Using with DecoderModel

from llm.core.kv_cache import KVCache, reset_all_caches

# Create caches
caches = KVCache.from_model_config(
    max_batch_size=1,
    max_seq_len=512,
    num_layers=model.num_layers,
    num_kv_heads=model.num_kv_heads,
    head_dim=model.hidden_size // model.num_heads,
    device=device,
    dtype=model.dtype,
)

# Generation loop
input_ids = tokenizer.encode("Hello, world!")

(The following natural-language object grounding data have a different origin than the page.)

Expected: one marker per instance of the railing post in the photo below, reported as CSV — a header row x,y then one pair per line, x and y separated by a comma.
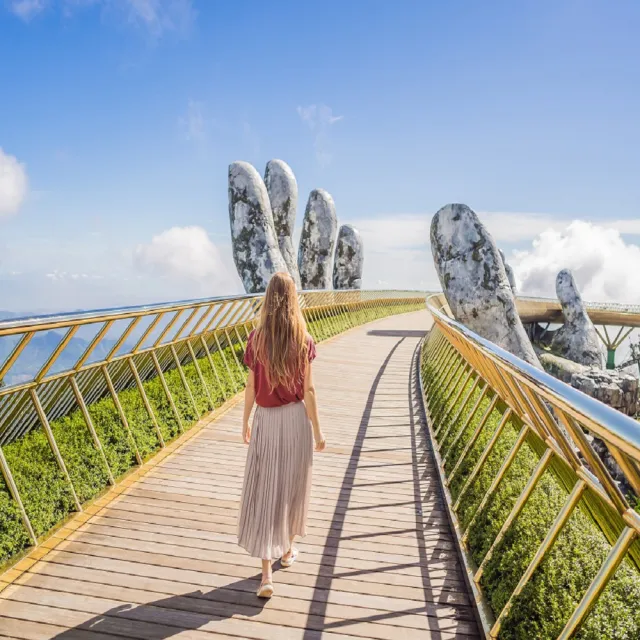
x,y
92,430
15,494
44,421
123,417
145,400
167,391
612,562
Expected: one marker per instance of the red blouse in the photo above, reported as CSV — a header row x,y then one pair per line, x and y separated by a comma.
x,y
280,395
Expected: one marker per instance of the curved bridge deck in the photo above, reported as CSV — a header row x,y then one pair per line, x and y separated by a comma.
x,y
379,561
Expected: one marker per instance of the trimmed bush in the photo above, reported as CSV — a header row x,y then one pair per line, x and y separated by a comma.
x,y
557,586
13,536
44,491
42,486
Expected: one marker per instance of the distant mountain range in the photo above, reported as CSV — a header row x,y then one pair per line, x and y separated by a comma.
x,y
41,347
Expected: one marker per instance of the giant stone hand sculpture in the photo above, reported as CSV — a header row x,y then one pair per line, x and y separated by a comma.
x,y
509,271
577,339
349,259
475,282
262,217
317,241
283,194
255,247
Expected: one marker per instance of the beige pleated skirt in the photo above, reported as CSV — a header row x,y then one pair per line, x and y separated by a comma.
x,y
277,481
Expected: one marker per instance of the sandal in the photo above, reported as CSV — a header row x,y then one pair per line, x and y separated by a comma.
x,y
292,558
265,590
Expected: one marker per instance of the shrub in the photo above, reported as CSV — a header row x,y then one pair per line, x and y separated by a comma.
x,y
43,488
557,586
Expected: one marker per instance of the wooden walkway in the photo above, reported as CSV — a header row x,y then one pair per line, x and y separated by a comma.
x,y
160,561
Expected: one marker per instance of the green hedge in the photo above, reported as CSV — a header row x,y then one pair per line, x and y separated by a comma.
x,y
42,486
544,606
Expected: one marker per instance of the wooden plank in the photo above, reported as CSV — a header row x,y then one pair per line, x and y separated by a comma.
x,y
378,562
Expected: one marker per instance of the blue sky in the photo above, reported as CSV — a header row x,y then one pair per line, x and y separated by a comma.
x,y
123,115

for _ in range(max_new_tokens):
    # Forward with cache (caches updated in-place)
    logits = model(input_ids, kv_caches=caches, use_cache=True)

    # Get next token
    next_token = logits[:, -1, :].argmax(dim=-1, keepdim=True)
    input_ids = next_token  # Only pass new token for next step

# Reset for new sequence
reset_all_caches(caches)

Memory Benefits

Approach	Memory Pattern	Fragmentation
`torch.cat` (legacy)	Grows each step	High
`KVCache` (pre-alloc)	Fixed upfront	None

Continuous Batching

For high-throughput serving, use the ContinuousBatchingEngine which supports iteration-level scheduling.

Engine Setup

from llm.serving.engine import ContinuousBatchingEngine
from llm.models.decoder import DecoderModel
from llm.tokenization.simple_tokenizer import SimpleCharacterTokenizer

# Load model and tokenizer
model = DecoderModel(
    vocab_size=32000,
    hidden_size=512,
    num_layers=6,
    num_heads=8,
    max_seq_len=512,
)
tokenizer = SimpleCharacterTokenizer(["a", "b", "c"])

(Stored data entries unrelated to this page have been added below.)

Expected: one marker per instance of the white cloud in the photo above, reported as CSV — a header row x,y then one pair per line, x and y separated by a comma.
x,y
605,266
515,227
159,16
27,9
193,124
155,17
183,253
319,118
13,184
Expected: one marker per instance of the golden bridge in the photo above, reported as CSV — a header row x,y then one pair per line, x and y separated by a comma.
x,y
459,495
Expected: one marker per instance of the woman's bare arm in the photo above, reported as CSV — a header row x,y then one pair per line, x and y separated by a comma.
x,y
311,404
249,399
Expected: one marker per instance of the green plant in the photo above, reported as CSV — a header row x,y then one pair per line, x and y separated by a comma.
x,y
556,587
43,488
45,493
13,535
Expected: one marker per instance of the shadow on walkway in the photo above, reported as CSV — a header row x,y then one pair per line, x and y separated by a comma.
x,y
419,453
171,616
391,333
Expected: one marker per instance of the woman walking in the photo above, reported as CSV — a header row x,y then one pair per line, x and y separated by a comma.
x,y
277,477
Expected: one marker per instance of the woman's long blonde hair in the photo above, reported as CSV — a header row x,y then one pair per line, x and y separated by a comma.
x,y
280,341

# Create engine (model and tokenizer required upfront)
engine = ContinuousBatchingEngine(
    model=model,
    tokenizer=tokenizer,
    device="cuda",
    max_batch_size=16,
    max_seq_len=512,
)

Request Processing

from llm.serving.schemas import GenerationRequest

# Add requests
req1 = GenerationRequest(prompt="Hello", max_new_tokens=50)
req2 = GenerationRequest(prompt="World", max_new_tokens=50)
engine.add_request(req1)
engine.add_request(req2)

# Run inference steps
while engine.scheduler.has_pending_work:
    engine.step()  # One iteration handles all active sequences

Key Features

Feature	Description
Iteration-level scheduling	Multiple requests processed per step
Slot-based KV cache	Pre-allocated memory pool
Mixed prefill/decode	New and ongoing sequences batched together
Automatic padding	Handles variable-length inputs

Grouped Query Attention (GQA)

GQA reduces KV cache memory by sharing KV heads across multiple query heads.

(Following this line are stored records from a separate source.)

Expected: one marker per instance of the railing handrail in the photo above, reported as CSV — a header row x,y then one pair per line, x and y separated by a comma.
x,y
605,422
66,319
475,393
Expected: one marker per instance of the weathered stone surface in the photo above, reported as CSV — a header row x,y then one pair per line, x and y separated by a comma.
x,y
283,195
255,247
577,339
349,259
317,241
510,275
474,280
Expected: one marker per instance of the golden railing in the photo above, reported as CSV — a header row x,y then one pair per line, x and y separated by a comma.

MHA:  Q=32, K=32, V=32  (32 KV pairs)
GQA:  Q=32, K=8,  V=8   (8 KV pairs, 4x memory reduction)
MQA:  Q=32, K=1,  V=1   (1 KV pair, 32x memory reduction)

Configuration

model = DecoderModel(
    hidden_size=1024,
    num_heads=16,         # Query heads
    num_kv_heads=4,       # KV heads (GQA: 4:1 ratio)
)

Sliding Window Attention

Limits attention to recent tokens only, reducing memory for very long sequences.

model = DecoderModel(
    hidden_size=512,
    num_heads=8,
    window_size=256,  # Only attend to last 256 tokens
)

Trade-offs

Window Size	Memory	Long-range Recall
128	Very low	Limited
512	Low	Good
2048	Medium	Excellent
None	High	Full

Inference Checklist

✅ Use KVCache for autoregressive generation
✅ Enable GQA if model supports it (check num_kv_heads)
✅ Consider sliding window for very long sequences
✅ Use appropriate dtype (fp16/bf16 for GPU)
✅ Merge LoRA weights before inference (merge_lora())

Performance Comparison

Technique	Latency	Memory	Quality
Baseline	1.0x	1.0x	100%
+ KVCache	0.3x	~1.0x	100%
+ GQA (4:1)	0.25x	0.25x	~99%
+ Sliding Window	0.2x	0.15x	~95%*

*Quality depends on task; long-range dependencies may suffer.